The new terms of service, published on Monday for public review, caused an immediate uproar from users, many of whom publicly said they would quit Instagram. The conflict highlighted ongoing concerns over how social-networking companies handle their users' personal data. Facebook, which has frequently faced privacy-related criticisms, announced in April that it would acquire Instagram for US$1 billion in cash and stock.
Kevin Systrom, co-founder of Instagram, wrote on Instagram's blog that the company had intended "to communicate that we'd like to experiment with innovative advertising that feels appropriate on Instagram. Instead, it was interpreted by many that we were going to sell your photos to others without any compensation.
"This is not true and it is our mistake that this language is confusing," Systrom wrote. "To be clear: it is not our intention to sell your photos. We are working on updated language in the terms to make sure this is clear."
Systrom wrote that Instagram has no intention of using photos within advertisements. "We do not have plans for anything like this, and because of that, we're going to remove the language that raised the question."

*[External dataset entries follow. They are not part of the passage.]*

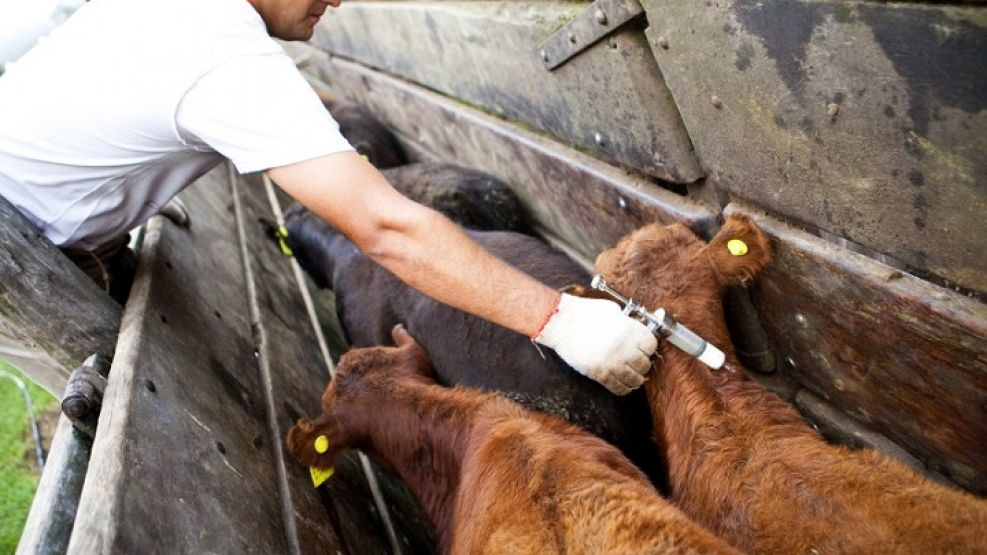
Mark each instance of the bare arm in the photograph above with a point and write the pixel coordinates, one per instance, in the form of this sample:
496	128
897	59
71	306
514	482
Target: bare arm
418	245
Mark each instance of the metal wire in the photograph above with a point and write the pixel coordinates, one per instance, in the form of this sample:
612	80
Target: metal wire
39	450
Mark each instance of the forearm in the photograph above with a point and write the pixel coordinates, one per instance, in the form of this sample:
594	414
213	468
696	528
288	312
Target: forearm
418	245
431	254
434	256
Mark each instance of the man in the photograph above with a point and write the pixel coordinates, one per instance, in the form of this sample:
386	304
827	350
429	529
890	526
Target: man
131	100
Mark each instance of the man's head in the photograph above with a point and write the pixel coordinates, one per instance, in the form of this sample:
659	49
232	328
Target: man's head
292	19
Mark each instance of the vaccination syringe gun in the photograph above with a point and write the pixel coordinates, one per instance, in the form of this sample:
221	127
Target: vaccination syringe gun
664	326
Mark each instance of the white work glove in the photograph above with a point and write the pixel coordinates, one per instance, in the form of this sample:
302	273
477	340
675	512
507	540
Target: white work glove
600	342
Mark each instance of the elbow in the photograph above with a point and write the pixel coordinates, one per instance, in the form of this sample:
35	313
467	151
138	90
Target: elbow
390	237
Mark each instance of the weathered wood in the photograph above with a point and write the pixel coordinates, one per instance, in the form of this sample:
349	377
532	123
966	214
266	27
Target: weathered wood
182	459
487	55
865	119
47	299
587	203
49	524
902	356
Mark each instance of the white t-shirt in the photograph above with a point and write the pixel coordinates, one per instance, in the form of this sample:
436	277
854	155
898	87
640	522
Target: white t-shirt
131	100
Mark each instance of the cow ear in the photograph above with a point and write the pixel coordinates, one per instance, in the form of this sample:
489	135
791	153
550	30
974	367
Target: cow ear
315	442
739	251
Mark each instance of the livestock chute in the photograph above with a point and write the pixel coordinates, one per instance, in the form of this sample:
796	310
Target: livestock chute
855	134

He reasserted that Instagram's users own their content and the company does not claim ownership rights over photos. Users may still shield their photos from public view by setting the content to "private," which only allows viewing by approved followers, he wrote.
"We need to be clear about the changes we make -- this is our responsibility to you," Systrom wrote.
Systrom wrote that Instagram does envision meshing the service's users with brands. "In this way, some of the data you produce -- like the actions you take (eg, following the account) and your profile photo -- might show up if you are following this business," Systrom wrote.
Instagram's owner, Facebook, faced fierce criticism in 2011 when it introduced the "Sponsored Stories" feature, which showed a user's profile photo near an advertisement if the user had "liked" the brand. Facebook did not ask for users' consent.
Following the Sponsored Stories debacle, Facebook was hit with a class-action suit brought on behalf of 125 million[m] users, which it chose to settle. The estimated $20 million settlement, which has been preliminarily approved by the U.S. District Court for the Northern District of California, is scheduled for another court evaluation called a fairness hearing in June.